Chapter Two
Minny Banfield carefully laid down the scalding hot chisel as a tall, broad figure stumbled into the forge.
Well, this was a strange to-do. A stranger. Not someone from the village. She had lived here all her life and knew every family, every face.
“What do you want?” she asked briskly, looking carefully at him.
The man’s jaw fell open in a surprisingly slipshod manner.
A small smile crept across Minny’s face. It happened fairly regularly. The road to London had been improved awhile back. Every now and again, you’d find a soul wander in after having a few drinks at the King’s Head.
Just looking, they would say, curiosity gleaming in their eyes. Townies, never seen a smithy before in their lives.
And then there were ones like these. Fools, the lot of them, come to gawp at her. Likely as not he’d heard tell of her in the pub, Minny thought darkly, her smile disappearing as the idiot just kept staring.
“Well?” she snapped, pushing back her hair. “I said, what do you want?”
The least he could do was ask her a question—or give her a commission, all the better, Minny thought wearily. Trade hadn’t been what it was. The world preferred to buy new now, rather than mend the tools which had served them for so long.
Minny pushed back her hair again and wished she had not been working so carefully on a delicate piece of work, still lying on the anvil. It would be cooling now, and it had taken her almost twenty minutes to get the thing to the right temperature.
Worse, the man’s gaze was starting to play merry havoc with her heart.
He was handsome. Oh, she tried not to notice, but even poor clothes could not hide the strength beneath that coat or the handsome cut of his jaw.
Minny ignored it as best she could, the sticky glistening of her skin, skin that had worked hard all morning—far earlier than this man had been up, she’d be bound—and wondered whether he was just planning to stand there forever.
She waited another minute, then glanced at the belt buckle on the anvil. She’d need to start again. Oh, this was ridiculous!
“Sir?” she said testily.
“Y-Yes?” The man blinked a few times, as though he had never seen a woman before in his life. Then he seemed to pull himself together. “Yes, I…I wish to see Banfield.”
Ah, one who hadn’t heard then. Minny was going to enjoy this. There was a dark pleasure in proving to the world at large and to a man in particular that she was the one who worked the bellows here.
Doing her best to ape the imperious tone of a lady she had once seen, Minny said, “Well?”
The man swallowed. Minny watched his Adam’s apple bob, drawing her attention back to his taut jawline and the mere hint of stubble that had grown overnight.
“Mr.

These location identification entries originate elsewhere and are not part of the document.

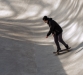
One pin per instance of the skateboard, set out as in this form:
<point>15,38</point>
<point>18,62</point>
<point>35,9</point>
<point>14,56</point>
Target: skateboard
<point>63,51</point>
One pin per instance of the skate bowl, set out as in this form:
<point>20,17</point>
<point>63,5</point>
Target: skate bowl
<point>24,48</point>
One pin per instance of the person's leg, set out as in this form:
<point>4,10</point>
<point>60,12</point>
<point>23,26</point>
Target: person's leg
<point>61,40</point>
<point>57,42</point>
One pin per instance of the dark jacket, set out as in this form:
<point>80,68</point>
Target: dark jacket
<point>54,27</point>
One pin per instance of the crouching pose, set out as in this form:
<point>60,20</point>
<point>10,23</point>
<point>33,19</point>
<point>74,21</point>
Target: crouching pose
<point>56,30</point>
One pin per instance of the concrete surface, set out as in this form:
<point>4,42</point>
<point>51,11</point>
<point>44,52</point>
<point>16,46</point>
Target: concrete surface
<point>24,50</point>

Banfield. The blacksmith, the owner of this place.”
Minny grinned. Oh, this was perfect. One day, she thought, a man would not say such things, expect such things, presume to know what belonged to a woman.
He hadn’t learned so far, but she would teach him.
“The blacksmith?” she said archly. “You’ve found her.”
It was unfortunate that the man looked so utterly flabbergasted.
Was it not obvious, Minny thought irritably as she turned to pump up the bellows, not wishing to lose any of the blaze’s heat, that she was the owner?
Who else would be here, standing over the anvil?
But she did not have time to worry about handsome—about tiresome men, Minny corrected in the privacy of her mind. She had work to do, precious work she had almost begged for at the neighboring farms and the big house.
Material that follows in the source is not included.